CRM stands for "Customer Relationship Management" but we actually use it to manage contacts and donations. It is how we send our massive newsletter once in a while.
Tutorial
Basic access
The main website is at:
It is protected by basic authentication and the site's login as well, so you actually need two sets of password to get in.
To set up basic authentication for a new user, the following command must be executed on the CiviCRM server:
htdigest /etc/apache2/htdigest 'Tor CRM' <username>
Once basic authentication is in place, the Drupal/CiviCRM login page can be accessed at: https://crm.torproject.org/user/login
Howto
Monitoring mailings
The CiviCRM server can generate large mailings, in the order of hundreds of thousands of unique email addresses. Those can create significant load on the server if mishandled, and worse, trigger blocking at various providers if not correctly rate-limited.

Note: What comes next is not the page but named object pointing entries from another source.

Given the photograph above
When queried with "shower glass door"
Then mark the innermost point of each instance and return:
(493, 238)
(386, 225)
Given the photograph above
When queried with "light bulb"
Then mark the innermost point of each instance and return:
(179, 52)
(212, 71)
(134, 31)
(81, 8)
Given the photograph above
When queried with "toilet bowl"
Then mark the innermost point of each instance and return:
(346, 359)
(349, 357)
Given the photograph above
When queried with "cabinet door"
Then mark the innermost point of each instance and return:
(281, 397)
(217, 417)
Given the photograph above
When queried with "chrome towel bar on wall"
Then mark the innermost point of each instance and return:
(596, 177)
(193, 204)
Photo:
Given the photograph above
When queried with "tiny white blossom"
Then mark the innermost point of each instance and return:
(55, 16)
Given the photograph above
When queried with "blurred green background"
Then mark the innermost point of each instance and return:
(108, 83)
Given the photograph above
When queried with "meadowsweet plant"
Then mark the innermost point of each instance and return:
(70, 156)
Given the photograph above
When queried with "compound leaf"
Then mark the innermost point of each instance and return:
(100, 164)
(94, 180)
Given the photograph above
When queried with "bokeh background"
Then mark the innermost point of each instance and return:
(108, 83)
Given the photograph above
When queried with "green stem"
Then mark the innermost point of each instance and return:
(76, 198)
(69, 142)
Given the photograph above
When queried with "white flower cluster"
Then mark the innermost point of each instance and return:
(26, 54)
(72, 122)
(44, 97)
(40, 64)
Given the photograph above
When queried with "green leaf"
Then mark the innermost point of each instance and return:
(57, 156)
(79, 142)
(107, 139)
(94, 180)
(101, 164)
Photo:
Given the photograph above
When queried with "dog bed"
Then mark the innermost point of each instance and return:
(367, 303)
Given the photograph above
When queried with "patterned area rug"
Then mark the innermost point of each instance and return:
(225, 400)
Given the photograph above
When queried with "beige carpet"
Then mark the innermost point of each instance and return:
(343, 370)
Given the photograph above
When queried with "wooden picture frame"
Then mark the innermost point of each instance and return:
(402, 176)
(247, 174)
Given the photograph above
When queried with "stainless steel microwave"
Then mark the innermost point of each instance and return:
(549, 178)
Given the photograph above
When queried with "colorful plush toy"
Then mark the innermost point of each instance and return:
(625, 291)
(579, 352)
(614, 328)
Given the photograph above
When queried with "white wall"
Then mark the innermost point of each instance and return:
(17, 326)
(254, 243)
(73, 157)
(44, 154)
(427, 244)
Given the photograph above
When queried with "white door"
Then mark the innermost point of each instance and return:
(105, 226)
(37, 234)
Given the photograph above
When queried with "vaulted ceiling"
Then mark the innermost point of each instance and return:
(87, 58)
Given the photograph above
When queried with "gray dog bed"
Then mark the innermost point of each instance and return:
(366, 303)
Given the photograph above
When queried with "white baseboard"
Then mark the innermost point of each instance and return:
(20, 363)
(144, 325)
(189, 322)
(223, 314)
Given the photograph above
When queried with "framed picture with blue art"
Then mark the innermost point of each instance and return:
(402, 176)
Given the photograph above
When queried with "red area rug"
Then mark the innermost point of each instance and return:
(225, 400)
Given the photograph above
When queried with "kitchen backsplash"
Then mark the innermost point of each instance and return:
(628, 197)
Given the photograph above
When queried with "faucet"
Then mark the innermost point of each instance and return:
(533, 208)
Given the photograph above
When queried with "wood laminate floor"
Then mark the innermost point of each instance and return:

For this, we have various knobs and tools:
- Grafana dashboard watching the two main mail servers
-
Place to enable/disable mailing (grep for
Send sched
...) - Where the batches are defined
- The Civimail interface should show the latest mailings (when clicking twice on "STARTED", from there click the Report button to see how many mails have been sent, bounced, etc
The Grafana dashboard is based on metrics from Prometheus, which can be inspected live with the following command:
curl -s localhost:3903/metrics | grep -v -e ^go_ -e '^#' -e '^mtail' -e ^process -e _tls_; postfix-queues-sizes
Using lnav
can also be useful to monitor logs in real time, as it
provides per-queue ID navigation, marks warnings (deferred messages)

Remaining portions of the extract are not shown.